Não por idealismo, mas por necessidade, pela concorrência e pela globalização, que vêm acabando com as possibilidades de imitação e passividade.
Por que inovação aberta?
A propriedade intelectual, ideia que ganhou força no século passado, vem sendo substituída pela colaboração na cadeia de valor, do começo da invenção até sua comercialização, é mais produtivo. Na verdade, não precisamos entrar em um jogo de tudo ou nada, a propriedade intelectual pode ser restrita à criação, mas desenvolvimento e venda podem ser compartilhados, por exemplo. Estudos realizados por grandes multinacionais como a Procter & Gamble mostraram que 90% das patentes desenvolvidas em seus laboratórios eram inutilizadas, não iam para frente, não geravam produtos nem serviços para serem comercializados. Por isso, a colaboração com outras empresas é importante. Mas a decisão da empresa vai depender do seu objetivo principal, se gerar receita ou distribuir seus produtos de forma mais ampla. Um bom exemplo é o setor de software. Já existem vários desenvolvidos e distribuídos de graça pela internet.

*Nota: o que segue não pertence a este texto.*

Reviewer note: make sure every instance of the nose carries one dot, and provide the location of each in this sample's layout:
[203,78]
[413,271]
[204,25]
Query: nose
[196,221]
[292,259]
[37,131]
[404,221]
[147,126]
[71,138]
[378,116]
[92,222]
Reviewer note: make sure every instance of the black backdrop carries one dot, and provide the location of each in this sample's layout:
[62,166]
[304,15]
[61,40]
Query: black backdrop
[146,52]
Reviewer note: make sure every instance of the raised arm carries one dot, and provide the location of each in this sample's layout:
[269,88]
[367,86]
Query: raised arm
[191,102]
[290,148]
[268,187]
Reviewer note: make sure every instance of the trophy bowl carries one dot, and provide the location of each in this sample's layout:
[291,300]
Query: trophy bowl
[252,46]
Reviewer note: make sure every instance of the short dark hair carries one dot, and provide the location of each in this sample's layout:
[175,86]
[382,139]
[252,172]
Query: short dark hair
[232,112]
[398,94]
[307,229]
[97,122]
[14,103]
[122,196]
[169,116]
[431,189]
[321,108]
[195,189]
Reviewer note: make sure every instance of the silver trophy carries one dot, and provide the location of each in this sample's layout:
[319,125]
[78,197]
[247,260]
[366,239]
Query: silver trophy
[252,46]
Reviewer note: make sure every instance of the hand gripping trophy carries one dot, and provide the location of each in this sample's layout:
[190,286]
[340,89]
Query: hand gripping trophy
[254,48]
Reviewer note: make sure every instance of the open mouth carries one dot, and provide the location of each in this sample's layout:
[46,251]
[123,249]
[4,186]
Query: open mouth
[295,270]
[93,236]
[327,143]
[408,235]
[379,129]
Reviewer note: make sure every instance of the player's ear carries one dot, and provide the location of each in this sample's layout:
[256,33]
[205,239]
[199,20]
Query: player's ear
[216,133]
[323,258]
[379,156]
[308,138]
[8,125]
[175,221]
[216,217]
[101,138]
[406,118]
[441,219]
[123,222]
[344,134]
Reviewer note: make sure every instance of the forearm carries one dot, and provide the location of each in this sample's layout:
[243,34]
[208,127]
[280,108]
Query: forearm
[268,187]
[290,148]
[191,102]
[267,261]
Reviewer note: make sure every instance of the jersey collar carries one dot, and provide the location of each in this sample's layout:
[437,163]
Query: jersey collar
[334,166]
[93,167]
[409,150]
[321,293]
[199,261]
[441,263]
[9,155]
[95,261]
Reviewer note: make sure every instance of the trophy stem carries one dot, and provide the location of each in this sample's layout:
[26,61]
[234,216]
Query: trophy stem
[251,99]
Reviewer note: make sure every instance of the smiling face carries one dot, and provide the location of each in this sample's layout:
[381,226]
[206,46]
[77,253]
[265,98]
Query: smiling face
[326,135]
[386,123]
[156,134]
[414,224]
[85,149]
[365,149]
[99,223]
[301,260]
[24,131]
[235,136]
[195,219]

Como surgiu o movimento pela inovação aberta?
Os estudantes de universidades de ponta tiveram papel relevante. Muitos são contratados como estagiários de grandes companhias e são os grandes canais para troca de conhecimento entre ambas — escolas e empresas. As últimas descobriram que essa era uma maneira rápida e barata de ter acesso às grandes novidades pesquisadas em diversos campos da ciência. O surgimento das redes sociais (Orkut, Facebook, Twitter, LinkedIn) alavancou ainda mais a inovação aberta. Não é à toa que a maioria das empresas inovadoras estão no ramo de tecnologia. O problema, porém, é a falta de um modelo eficiente para geração de receitas.
Existe algum outro setor ou perfil de empresa mais apto, ou que esteja mais à frente no uso dos conceitos de inovação aberta?
A princípio, pequenas e médias empresas são as que começam o processo. O segredo da inovação aberta é a especialização, baseada em conhecimento. E agilidade também é muito importante.
Como ficam os departamentos de pesquisa e desenvolvimento (P&D) nessa nova realidade?
Devem parar de brigar para ser os protagonistas de toda inovação e assumir um novo papel, assumir a responsabilidade de integrar, conectar os vários departamentos da empresa entre si e também conectar-se com empresas e universidades e departamentos de P&D de fora. Na verdade, a inovação aberta pode alavancar o P&D — e vice-versa.